Hi Gerald, First: thanks for raising these questions. I think it's quite helpful for people to get an impression of candidates and to extend the platform pages on the wiki.
1. What do you see as three, four strenghts of openSUSE that we should cultivate and build upon?
1) Variety of features OpenSUSE is mostly recognized for the distributions Leap and Tumbleweed. The broad scale of different sub-projects and them fitting together is a big strength. We should find a way to get oS associated with the whole project bits like YaST, OBS, openQA etc. 2) "Heritage" Linux distributions come and go, some stay for years, others vanish in the depths of the internet. OpenSUSE has been around for decades now and needs to plot twist that fact towards a recognition as reliable friend for running computers. 3) Permission-free community The openSUSE community lives from people that just do things and try to convince others by results. That is not usual everywhere in FOSS. Some other communities try to streamline things into committees and head honchos.
2. What are the top three risks you see for openSUSE? (And maybe ideas how to tackle them?)
1) Getting forgotten 2) Staying unknown in some parts 3) Stewing in our own juice There might be other risks as well but these three all fit into one major topic: communication - or more the lack of it. My idea to tackle this is to revive (somehow) and to push the marketing team as a driving spot for everything going from openSUSE towards the rest of the world. There are already initiatives to write articles, talk to community people in interviews and to create new marketing material. This of course needs coordination and manpower, but is already taking off quite good. The marketing team I have in mind is an initiative working in two directions: Besides doing things on our own I want to have it open for people dropping ideas, wishes and projects. Members can open tickets, non-Members can send emails or join chat rooms to explain what they want or need. Marketing people then either fulfill the request by themselves or try to find someone willing to do that, e.g. in artwork, l10n or any other appropriate team. The main goal is to keep a constant stream of interesting content towards the rest of the community and to anyone outside openSUSE. The answer to the following question extends this point a bit more.
3. What should the board do differently / more of?
Communicate. Though most people here (including me) don't like the hierarchy thing it's something that should not be left unused. In short: if the board says something, it is widely recognized as something important and official. Being that only partly true and diametrically positioned against of what the board really is (a "servant" to the community), it sure is a way to gain attention for the whole project. As a quick shot example: pick relevant stuff from the board meeting notes, make a monthly posting on news-o-o, add a nice "board news" badge.

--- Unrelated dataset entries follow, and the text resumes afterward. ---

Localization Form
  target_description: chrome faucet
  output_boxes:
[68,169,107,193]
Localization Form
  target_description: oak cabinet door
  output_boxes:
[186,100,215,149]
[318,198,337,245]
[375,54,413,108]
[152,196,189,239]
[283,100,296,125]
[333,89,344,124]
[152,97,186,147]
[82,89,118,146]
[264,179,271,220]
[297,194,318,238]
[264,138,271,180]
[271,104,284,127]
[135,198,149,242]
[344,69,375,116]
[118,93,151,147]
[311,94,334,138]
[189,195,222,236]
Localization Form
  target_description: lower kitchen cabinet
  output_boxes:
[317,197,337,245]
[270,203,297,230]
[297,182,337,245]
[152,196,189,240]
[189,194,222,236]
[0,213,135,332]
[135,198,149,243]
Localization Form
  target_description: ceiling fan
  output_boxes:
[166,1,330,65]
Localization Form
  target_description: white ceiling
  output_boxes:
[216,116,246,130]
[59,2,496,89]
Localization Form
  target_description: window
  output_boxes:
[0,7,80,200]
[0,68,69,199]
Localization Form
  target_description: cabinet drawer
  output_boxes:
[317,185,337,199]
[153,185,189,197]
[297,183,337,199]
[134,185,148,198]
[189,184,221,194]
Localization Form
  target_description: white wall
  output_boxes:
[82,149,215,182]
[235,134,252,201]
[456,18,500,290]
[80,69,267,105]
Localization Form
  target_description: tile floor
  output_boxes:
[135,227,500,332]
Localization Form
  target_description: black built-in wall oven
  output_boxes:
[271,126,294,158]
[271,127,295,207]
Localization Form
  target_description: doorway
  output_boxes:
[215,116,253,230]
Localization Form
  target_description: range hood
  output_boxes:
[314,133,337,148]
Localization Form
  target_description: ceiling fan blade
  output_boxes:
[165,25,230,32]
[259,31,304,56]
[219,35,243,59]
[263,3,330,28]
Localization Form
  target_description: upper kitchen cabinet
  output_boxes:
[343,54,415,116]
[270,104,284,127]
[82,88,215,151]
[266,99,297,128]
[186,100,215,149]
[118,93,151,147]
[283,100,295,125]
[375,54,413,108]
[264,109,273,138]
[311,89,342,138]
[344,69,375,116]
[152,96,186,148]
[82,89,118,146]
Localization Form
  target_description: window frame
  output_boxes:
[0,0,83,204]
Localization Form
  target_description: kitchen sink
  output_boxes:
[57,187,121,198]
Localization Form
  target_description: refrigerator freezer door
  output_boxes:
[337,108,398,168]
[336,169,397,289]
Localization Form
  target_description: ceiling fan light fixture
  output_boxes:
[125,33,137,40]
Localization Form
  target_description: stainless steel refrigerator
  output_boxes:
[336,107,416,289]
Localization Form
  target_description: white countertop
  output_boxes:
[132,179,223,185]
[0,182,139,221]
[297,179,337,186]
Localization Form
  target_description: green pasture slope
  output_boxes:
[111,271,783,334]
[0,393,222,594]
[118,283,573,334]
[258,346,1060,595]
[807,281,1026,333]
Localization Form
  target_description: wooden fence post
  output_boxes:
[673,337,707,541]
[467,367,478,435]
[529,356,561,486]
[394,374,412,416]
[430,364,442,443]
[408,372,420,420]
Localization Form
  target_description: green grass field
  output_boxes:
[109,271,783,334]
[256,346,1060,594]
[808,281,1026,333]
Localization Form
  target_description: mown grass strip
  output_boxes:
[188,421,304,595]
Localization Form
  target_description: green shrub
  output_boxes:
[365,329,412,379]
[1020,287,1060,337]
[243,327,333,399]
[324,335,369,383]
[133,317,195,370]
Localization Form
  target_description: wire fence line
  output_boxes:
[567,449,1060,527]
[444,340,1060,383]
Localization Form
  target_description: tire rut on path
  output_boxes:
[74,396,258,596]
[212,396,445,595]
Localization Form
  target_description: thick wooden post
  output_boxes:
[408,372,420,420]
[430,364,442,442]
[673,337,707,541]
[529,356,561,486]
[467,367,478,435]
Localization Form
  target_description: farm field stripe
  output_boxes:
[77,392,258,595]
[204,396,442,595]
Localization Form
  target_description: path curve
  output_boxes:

4. If you had a blank voucher from the SUSE CEO for one wish, what would that be?
I'd go for easing up processes with Heroes and tech infrastructure. Though being not into the details anyhow I often hear about things going slowly and needing lots of poking. And I assume what's visible public there is only the tip of the iceberg.
5. What is your take on the Foundation? What do you consider a realistic outcome of that endeavour? (And if different, what outcome would you like to see?)
Having SUSE involved with community stuff like legal and budget issues will most likely never been gone. And it would feel wrong to try to cut all connections there. But my guess and hope for the foundation is that it will make things more clear and separated. If anyone has further questions me and (I assume) the other candidates are happy to answer them! Regard, vinz.